Site icon BookerTalk

#20 Books Of Summer: The Unlisted Version

I plead guilty to the charges of inconsistency, fickleness and caprice.

But before you pass sentence, I hope you’ll allow me to explain the mitigating circumstances that have led me, against my better judgement, to join this year’s #20booksofsummer.

At the start of the year I made a rule: 2020 would be a year free of reading challenges that involved reading from a list of books. I went on the record to explain that while I love making lists, I’m a lost cause when it comes to actually reading from those lists. The minute the list is done, my interest wanes. And then those books become almost the very last books on earth I want to read….

For five months I have not deviated from my rule. But (there’s always a but isn’t there?) then came the beginning of June and another round of #20booksofsummer.

Now this event, hosted every year by Cathy at 746books.com. is one of the reading highlights of the year. I love it so much I’ve taken part for several years even though I’ve never managed to actually complete the challenge. Last year was the closest I got with 13 books read from my list.

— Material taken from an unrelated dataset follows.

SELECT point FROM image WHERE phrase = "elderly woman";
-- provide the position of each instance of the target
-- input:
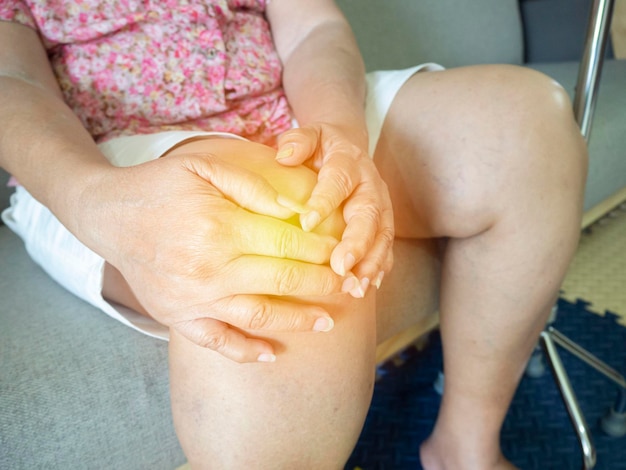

Imagine then the pain over the last few days of seeing the reading plans of many other bloggers, knowing that I wouldn’t be joining them. My resolution began to crumble to the extent I even began making a list. But I gave myself a good talking to and ditched the whole thing.

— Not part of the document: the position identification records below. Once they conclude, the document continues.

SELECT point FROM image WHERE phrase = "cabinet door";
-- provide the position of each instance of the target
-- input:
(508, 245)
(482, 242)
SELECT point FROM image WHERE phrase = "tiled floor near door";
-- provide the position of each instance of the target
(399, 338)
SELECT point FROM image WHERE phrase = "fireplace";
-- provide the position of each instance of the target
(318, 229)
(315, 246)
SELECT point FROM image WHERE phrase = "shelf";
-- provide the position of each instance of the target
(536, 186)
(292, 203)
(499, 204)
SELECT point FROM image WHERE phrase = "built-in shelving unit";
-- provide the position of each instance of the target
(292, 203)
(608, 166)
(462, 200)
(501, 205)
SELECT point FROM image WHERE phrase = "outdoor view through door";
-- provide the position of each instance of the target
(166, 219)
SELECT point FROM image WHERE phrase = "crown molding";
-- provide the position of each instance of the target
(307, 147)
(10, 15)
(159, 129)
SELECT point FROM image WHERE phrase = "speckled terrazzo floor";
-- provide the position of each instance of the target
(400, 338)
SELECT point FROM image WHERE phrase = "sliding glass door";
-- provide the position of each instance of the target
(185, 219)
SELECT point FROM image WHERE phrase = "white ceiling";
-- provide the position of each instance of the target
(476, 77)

Yet here I am on day one of #20booksofsummer 2020. How come you wonder?

I blame Lizzy, the blogger behind lizzysiddal.com. When she posted her plans for #20booksofsummer. I saw that she had identified categories of books rather than specific titles, because, like me, she doesn’t do well reading from lists.

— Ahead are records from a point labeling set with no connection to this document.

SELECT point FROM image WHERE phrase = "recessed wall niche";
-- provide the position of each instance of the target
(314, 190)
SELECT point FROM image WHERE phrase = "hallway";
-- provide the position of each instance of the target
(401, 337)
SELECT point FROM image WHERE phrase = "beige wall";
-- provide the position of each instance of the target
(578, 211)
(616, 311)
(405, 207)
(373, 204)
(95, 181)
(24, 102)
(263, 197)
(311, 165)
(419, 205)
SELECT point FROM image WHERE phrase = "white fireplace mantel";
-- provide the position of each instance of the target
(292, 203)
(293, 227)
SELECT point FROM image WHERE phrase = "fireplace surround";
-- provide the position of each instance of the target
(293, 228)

love the #20booksofsummer challenge

And that became the moment where I realised there was a way for me to join #20booksofsummer but still keep true to my 2020 ‘no lists’ rule. It means manipulating the rules somewhat. Some unkind people might call that cheating. I like to think of it as being creative!.

So here we have my non-list list for summer 2020. It’s based on categories which I think gives me plenty of freedom about what I choose to read.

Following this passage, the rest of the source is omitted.